Thurgauer Aprikosenhof rettet zwei Tonnen Aprikosen vor dem Müll

Zwei Tonnen vom Regen gezeichnete Aprikosen aus dem Thurgau wurden dank einer Facebook-Aktion dennoch verkauft. Die Initianten waren vom Erfolg überrascht. Viele prangen indes die Grossverteiler an, zu wenig gegen Food Waste zu unternehmen.
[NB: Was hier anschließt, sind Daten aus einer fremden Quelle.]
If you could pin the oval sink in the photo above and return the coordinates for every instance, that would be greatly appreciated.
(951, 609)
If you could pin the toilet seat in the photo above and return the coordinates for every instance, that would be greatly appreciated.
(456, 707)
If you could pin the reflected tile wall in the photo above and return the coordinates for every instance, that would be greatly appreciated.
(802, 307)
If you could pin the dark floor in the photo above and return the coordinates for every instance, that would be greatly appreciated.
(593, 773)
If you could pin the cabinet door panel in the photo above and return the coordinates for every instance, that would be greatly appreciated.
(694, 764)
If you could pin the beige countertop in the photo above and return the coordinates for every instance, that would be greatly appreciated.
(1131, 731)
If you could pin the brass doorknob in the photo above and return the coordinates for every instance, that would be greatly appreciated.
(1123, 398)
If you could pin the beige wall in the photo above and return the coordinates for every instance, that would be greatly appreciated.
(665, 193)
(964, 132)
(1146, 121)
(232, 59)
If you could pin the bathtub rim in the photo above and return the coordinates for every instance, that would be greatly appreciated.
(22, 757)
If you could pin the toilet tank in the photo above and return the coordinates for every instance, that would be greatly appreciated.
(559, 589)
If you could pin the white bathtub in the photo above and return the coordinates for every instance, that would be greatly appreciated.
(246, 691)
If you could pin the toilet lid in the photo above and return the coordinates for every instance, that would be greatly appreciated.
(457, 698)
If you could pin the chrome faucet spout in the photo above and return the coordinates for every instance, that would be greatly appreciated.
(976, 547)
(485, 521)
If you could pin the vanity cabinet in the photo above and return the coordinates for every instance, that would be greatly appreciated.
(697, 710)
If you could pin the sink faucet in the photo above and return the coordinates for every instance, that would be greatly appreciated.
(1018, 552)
Manuela Bruhin am 14. August 2019

Wer wünscht sie nicht, die Story mit einem Happy End. Dies erlebte kürzlich auch der Thurgauer Aprikosenhof. Der Regen machte der Früchteernte einen Strich durch die Rechnung. Das Ergebnis: viel zu viele Aprikosen der zweiten Klasse. Macht der Anteil der Aprikosen zweiter Klasse üblicherweise einen Anteil von rund 20 Prozent aus, waren es in dieser Saison satte 80 Prozent. Zu viele also, als dass die Grossverteiler diese übernehmen konnten. Diverse Medien schlugen mit ihren Meldungen nur zu gern in die Kerbe der «bösen» Grossverteilern, welche unförmige oder leicht verregnete Früchte nicht mehr weiterverkaufen würden. Dies ist aber nur die halbe Wahrheit.

Überwältigende Reaktion

Zwar verkauft der Aprikosenhof den Grossteil seiner Früchte durch die Direktvermarktung. Daneben gibt es noch zwei, drei Grossverteiler. Grundsätzlich werden auch hier Aprikosen zweiter Klassen weiterverkauft. «In diesem Jahr machte der Anteil jedoch zwei Tonnen aus. So viel also, dass sowohl Grossverteiler wie auch wir selber an die Grenzen stiessen», sagt Verkaufsleiter Manuel Horvath. Man überlegte hin und her, was man mit den besagten Früchten machen könnte. Bis schliesslich der Aufruf über Facebook erfolgte. Unter dem Titel «Rettet die Ernte vor dem Müll» wurden die Aprikosen für zwei Franken pro Kilo angepriesen – die Resonanz war überwältigend, wie Horvath weiter erklärt. «Nach vier Stunden waren alle Früchte weg. Damit hätten wir nie gerechnet.»

Keine Möglichkeit?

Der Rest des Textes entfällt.